This Day in Baseball History

January 30, 1919

The Reds Hire Pat Moran and Win the 1919 World Series

On January 30, 1919, the Cincinnati Reds hired Pat Moran as their new manager. Christy Mathewson, who had managed the Reds since 1916, was still in France recovering from a poison gas exposure during World War I that would eventually contribute to his death from tuberculosis in 1925. With no word from Mathewson and his health uncertain, the Reds turned to Moran, a former catcher who had managed the Phillies to the 1915 NL pennant.

Moran's first season in Cincinnati produced one of the most famous, and infamous, results in baseball history. The Reds went 96-44, winning the National League by nine games, and then defeated the Chicago White Sox five games to three in the World Series. Only later did the full story emerge: eight White Sox players had conspired with gamblers to throw the Series.

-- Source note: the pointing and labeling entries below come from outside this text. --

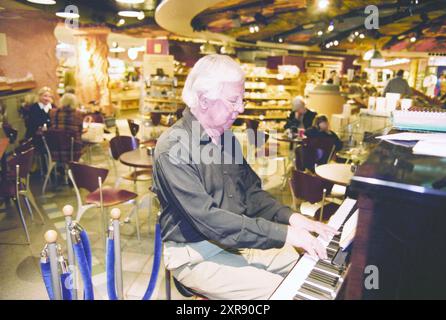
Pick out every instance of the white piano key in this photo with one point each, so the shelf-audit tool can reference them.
(293, 281)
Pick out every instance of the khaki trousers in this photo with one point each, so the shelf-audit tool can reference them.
(217, 273)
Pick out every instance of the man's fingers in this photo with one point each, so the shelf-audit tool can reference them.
(321, 251)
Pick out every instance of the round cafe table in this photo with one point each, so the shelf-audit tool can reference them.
(338, 173)
(138, 159)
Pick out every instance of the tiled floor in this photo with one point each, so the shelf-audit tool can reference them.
(20, 276)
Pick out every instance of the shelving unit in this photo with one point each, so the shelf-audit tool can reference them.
(268, 96)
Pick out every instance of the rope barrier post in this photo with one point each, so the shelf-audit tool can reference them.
(115, 215)
(68, 213)
(103, 217)
(51, 238)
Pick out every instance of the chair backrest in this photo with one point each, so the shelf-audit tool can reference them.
(10, 132)
(25, 145)
(24, 160)
(321, 147)
(308, 187)
(61, 144)
(134, 127)
(94, 117)
(299, 158)
(122, 144)
(86, 177)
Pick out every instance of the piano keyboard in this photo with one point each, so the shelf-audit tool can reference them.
(312, 279)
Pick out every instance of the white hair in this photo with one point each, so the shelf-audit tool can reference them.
(298, 102)
(207, 75)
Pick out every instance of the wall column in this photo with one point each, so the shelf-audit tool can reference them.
(92, 79)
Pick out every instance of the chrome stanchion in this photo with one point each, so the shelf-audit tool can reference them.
(51, 239)
(114, 227)
(68, 213)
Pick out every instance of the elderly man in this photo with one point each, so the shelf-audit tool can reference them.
(224, 237)
(300, 117)
(398, 85)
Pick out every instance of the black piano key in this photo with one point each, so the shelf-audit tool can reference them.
(327, 267)
(331, 254)
(330, 278)
(299, 297)
(333, 245)
(327, 286)
(315, 292)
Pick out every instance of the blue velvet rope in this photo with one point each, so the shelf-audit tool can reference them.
(66, 292)
(84, 270)
(46, 275)
(156, 263)
(110, 267)
(87, 248)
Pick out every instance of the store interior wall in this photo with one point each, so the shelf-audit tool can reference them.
(30, 49)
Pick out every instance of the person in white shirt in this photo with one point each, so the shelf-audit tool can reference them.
(38, 114)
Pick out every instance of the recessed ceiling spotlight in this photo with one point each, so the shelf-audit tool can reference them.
(129, 13)
(117, 50)
(47, 2)
(141, 15)
(323, 4)
(68, 15)
(131, 1)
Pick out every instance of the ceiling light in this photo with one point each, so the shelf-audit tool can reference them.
(207, 48)
(323, 4)
(132, 53)
(68, 15)
(48, 2)
(129, 13)
(141, 15)
(131, 1)
(117, 50)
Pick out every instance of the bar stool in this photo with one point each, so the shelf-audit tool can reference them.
(15, 184)
(91, 178)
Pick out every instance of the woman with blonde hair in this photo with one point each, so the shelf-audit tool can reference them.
(38, 114)
(67, 117)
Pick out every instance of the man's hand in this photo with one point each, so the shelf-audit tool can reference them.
(301, 238)
(301, 222)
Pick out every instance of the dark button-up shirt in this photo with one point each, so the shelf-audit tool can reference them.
(222, 202)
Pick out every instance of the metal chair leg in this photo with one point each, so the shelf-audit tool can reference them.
(168, 286)
(28, 206)
(45, 182)
(31, 199)
(22, 219)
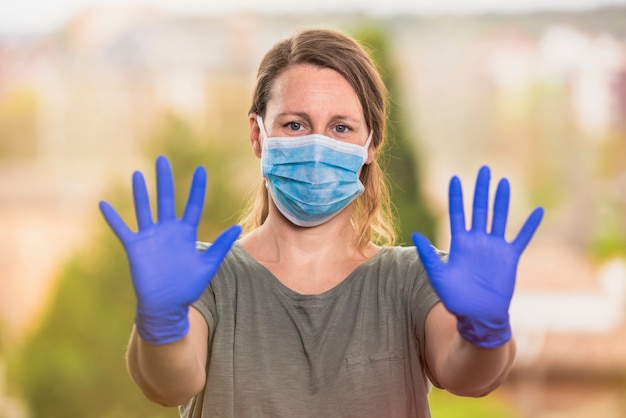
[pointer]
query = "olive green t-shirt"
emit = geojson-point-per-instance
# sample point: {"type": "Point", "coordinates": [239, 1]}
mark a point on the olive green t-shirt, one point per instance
{"type": "Point", "coordinates": [356, 350]}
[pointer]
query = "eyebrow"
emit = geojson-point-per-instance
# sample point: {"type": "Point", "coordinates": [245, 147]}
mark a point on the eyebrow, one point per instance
{"type": "Point", "coordinates": [306, 116]}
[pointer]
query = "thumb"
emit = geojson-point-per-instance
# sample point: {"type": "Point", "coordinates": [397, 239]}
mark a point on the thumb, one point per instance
{"type": "Point", "coordinates": [222, 244]}
{"type": "Point", "coordinates": [431, 261]}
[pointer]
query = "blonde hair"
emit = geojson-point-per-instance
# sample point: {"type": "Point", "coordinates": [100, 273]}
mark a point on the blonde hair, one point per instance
{"type": "Point", "coordinates": [372, 216]}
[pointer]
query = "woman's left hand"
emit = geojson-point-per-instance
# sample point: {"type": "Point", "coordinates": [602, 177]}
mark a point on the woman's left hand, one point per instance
{"type": "Point", "coordinates": [477, 281]}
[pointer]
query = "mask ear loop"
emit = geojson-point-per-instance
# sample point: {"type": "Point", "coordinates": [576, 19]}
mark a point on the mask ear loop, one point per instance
{"type": "Point", "coordinates": [259, 121]}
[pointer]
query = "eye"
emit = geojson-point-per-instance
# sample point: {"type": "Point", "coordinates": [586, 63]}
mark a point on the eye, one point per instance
{"type": "Point", "coordinates": [342, 129]}
{"type": "Point", "coordinates": [294, 126]}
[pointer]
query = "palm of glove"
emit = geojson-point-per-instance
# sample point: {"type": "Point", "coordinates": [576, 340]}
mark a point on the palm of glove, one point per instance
{"type": "Point", "coordinates": [476, 283]}
{"type": "Point", "coordinates": [166, 269]}
{"type": "Point", "coordinates": [168, 272]}
{"type": "Point", "coordinates": [479, 277]}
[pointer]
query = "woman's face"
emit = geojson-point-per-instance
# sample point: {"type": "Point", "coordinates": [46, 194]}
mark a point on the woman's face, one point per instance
{"type": "Point", "coordinates": [306, 99]}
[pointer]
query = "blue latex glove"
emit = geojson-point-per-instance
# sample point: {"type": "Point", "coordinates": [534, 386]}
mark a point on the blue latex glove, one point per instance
{"type": "Point", "coordinates": [476, 284]}
{"type": "Point", "coordinates": [168, 272]}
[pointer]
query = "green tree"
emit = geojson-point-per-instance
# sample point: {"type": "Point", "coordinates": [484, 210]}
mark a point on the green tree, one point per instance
{"type": "Point", "coordinates": [73, 366]}
{"type": "Point", "coordinates": [402, 164]}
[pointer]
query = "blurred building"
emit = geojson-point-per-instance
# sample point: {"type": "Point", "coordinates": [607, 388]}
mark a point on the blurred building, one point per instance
{"type": "Point", "coordinates": [539, 98]}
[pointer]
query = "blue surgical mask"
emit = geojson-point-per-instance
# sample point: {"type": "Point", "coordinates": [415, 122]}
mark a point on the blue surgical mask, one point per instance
{"type": "Point", "coordinates": [311, 178]}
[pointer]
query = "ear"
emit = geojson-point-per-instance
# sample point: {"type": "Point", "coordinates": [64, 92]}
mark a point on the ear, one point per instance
{"type": "Point", "coordinates": [371, 154]}
{"type": "Point", "coordinates": [255, 135]}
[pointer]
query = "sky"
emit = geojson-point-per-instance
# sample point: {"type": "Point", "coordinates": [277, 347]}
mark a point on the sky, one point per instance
{"type": "Point", "coordinates": [28, 16]}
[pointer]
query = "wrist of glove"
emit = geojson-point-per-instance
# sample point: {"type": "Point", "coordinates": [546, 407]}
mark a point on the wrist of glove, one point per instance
{"type": "Point", "coordinates": [484, 333]}
{"type": "Point", "coordinates": [158, 328]}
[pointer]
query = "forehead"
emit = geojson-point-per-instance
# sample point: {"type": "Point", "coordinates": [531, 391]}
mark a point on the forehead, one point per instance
{"type": "Point", "coordinates": [310, 88]}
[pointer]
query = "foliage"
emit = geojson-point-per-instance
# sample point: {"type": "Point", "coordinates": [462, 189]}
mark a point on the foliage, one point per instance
{"type": "Point", "coordinates": [446, 405]}
{"type": "Point", "coordinates": [73, 366]}
{"type": "Point", "coordinates": [402, 164]}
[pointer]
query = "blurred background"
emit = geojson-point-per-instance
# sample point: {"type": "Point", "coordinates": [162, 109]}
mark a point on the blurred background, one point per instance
{"type": "Point", "coordinates": [91, 91]}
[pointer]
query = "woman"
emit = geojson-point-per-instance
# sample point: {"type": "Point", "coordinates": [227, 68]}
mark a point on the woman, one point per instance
{"type": "Point", "coordinates": [314, 312]}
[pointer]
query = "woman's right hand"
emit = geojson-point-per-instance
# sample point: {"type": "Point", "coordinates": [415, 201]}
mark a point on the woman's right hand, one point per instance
{"type": "Point", "coordinates": [167, 270]}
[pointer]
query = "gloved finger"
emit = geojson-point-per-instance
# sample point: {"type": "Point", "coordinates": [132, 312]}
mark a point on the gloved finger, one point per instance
{"type": "Point", "coordinates": [457, 213]}
{"type": "Point", "coordinates": [481, 200]}
{"type": "Point", "coordinates": [165, 190]}
{"type": "Point", "coordinates": [501, 208]}
{"type": "Point", "coordinates": [222, 244]}
{"type": "Point", "coordinates": [431, 261]}
{"type": "Point", "coordinates": [115, 222]}
{"type": "Point", "coordinates": [195, 201]}
{"type": "Point", "coordinates": [142, 201]}
{"type": "Point", "coordinates": [528, 230]}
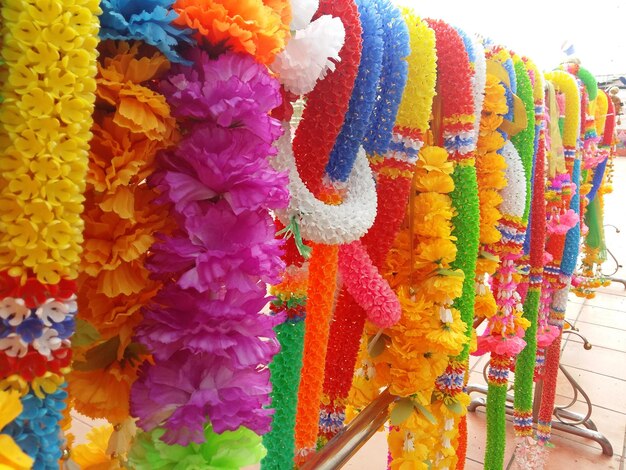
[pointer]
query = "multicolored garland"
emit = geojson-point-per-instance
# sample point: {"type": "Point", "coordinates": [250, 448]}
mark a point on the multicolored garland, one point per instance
{"type": "Point", "coordinates": [460, 80]}
{"type": "Point", "coordinates": [525, 363]}
{"type": "Point", "coordinates": [565, 83]}
{"type": "Point", "coordinates": [48, 95]}
{"type": "Point", "coordinates": [392, 191]}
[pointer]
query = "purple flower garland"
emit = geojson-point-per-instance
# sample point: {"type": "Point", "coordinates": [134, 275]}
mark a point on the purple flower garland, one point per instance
{"type": "Point", "coordinates": [209, 339]}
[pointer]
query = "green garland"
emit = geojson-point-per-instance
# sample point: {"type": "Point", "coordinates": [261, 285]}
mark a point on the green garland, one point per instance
{"type": "Point", "coordinates": [525, 365]}
{"type": "Point", "coordinates": [496, 437]}
{"type": "Point", "coordinates": [524, 142]}
{"type": "Point", "coordinates": [285, 372]}
{"type": "Point", "coordinates": [231, 449]}
{"type": "Point", "coordinates": [466, 229]}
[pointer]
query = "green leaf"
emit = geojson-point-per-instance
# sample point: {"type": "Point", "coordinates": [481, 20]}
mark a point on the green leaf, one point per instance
{"type": "Point", "coordinates": [100, 356]}
{"type": "Point", "coordinates": [489, 256]}
{"type": "Point", "coordinates": [85, 334]}
{"type": "Point", "coordinates": [455, 407]}
{"type": "Point", "coordinates": [427, 414]}
{"type": "Point", "coordinates": [401, 411]}
{"type": "Point", "coordinates": [451, 272]}
{"type": "Point", "coordinates": [377, 346]}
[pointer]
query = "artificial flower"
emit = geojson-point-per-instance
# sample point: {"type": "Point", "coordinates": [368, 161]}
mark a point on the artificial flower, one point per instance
{"type": "Point", "coordinates": [311, 51]}
{"type": "Point", "coordinates": [145, 20]}
{"type": "Point", "coordinates": [11, 456]}
{"type": "Point", "coordinates": [248, 26]}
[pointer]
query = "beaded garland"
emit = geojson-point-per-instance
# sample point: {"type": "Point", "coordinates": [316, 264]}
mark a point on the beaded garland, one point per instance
{"type": "Point", "coordinates": [567, 84]}
{"type": "Point", "coordinates": [349, 318]}
{"type": "Point", "coordinates": [525, 363]}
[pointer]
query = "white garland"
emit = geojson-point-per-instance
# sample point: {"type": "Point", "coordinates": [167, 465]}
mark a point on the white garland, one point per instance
{"type": "Point", "coordinates": [320, 222]}
{"type": "Point", "coordinates": [307, 56]}
{"type": "Point", "coordinates": [479, 80]}
{"type": "Point", "coordinates": [514, 193]}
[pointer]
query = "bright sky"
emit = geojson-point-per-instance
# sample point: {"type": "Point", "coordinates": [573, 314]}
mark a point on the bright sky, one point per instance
{"type": "Point", "coordinates": [538, 28]}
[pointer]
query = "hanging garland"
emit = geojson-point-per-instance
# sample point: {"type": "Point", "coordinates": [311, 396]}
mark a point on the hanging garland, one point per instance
{"type": "Point", "coordinates": [525, 364]}
{"type": "Point", "coordinates": [450, 400]}
{"type": "Point", "coordinates": [566, 83]}
{"type": "Point", "coordinates": [394, 178]}
{"type": "Point", "coordinates": [299, 68]}
{"type": "Point", "coordinates": [350, 314]}
{"type": "Point", "coordinates": [44, 128]}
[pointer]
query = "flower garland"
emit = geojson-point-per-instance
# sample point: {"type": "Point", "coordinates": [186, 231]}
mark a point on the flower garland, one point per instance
{"type": "Point", "coordinates": [120, 220]}
{"type": "Point", "coordinates": [44, 127]}
{"type": "Point", "coordinates": [216, 262]}
{"type": "Point", "coordinates": [146, 21]}
{"type": "Point", "coordinates": [490, 168]}
{"type": "Point", "coordinates": [525, 363]}
{"type": "Point", "coordinates": [395, 174]}
{"type": "Point", "coordinates": [11, 455]}
{"type": "Point", "coordinates": [356, 261]}
{"type": "Point", "coordinates": [594, 251]}
{"type": "Point", "coordinates": [252, 27]}
{"type": "Point", "coordinates": [567, 84]}
{"type": "Point", "coordinates": [305, 60]}
{"type": "Point", "coordinates": [458, 88]}
{"type": "Point", "coordinates": [430, 329]}
{"type": "Point", "coordinates": [285, 368]}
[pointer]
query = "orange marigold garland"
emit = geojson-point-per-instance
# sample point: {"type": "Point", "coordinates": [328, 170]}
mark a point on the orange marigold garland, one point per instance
{"type": "Point", "coordinates": [132, 123]}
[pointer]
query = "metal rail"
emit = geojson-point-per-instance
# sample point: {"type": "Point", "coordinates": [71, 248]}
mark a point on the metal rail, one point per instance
{"type": "Point", "coordinates": [344, 445]}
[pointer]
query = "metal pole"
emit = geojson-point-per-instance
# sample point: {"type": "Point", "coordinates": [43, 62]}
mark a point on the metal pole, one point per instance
{"type": "Point", "coordinates": [344, 445]}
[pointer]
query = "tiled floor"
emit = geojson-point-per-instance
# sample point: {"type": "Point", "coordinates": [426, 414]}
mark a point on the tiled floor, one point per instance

The resulting scandal led to lifetime bans for the conspirators and the appointment of Kenesaw Mountain Landis as baseball's first commissioner.

The 1919 Reds were a genuinely strong team that has been unfairly overshadowed by the scandal. Third baseman Heinie Groh, outfielder Edd Roush, and pitcher Slim Sallee led a roster that won the pennant comfortably before any games were fixed.

On this same date in 1978, Commissioner Bowie Kuhn vetoed a trade that would have sent pitcher Vida Blue from the Oakland Athletics to the Cincinnati Reds for first baseman Dave Revering and $1.75 million. The deal had been announced at the Winter Meetings the previous December, but Kuhn ruled that Oakland had not received adequate compensation and that the transaction amounted to a sale of talent rather than a genuine baseball trade. It was one of several transactions Kuhn blocked involving cash-strapped A's owner Charlie Finley, who had tried to sell Blue to the Yankees for $1.5 million two years earlier.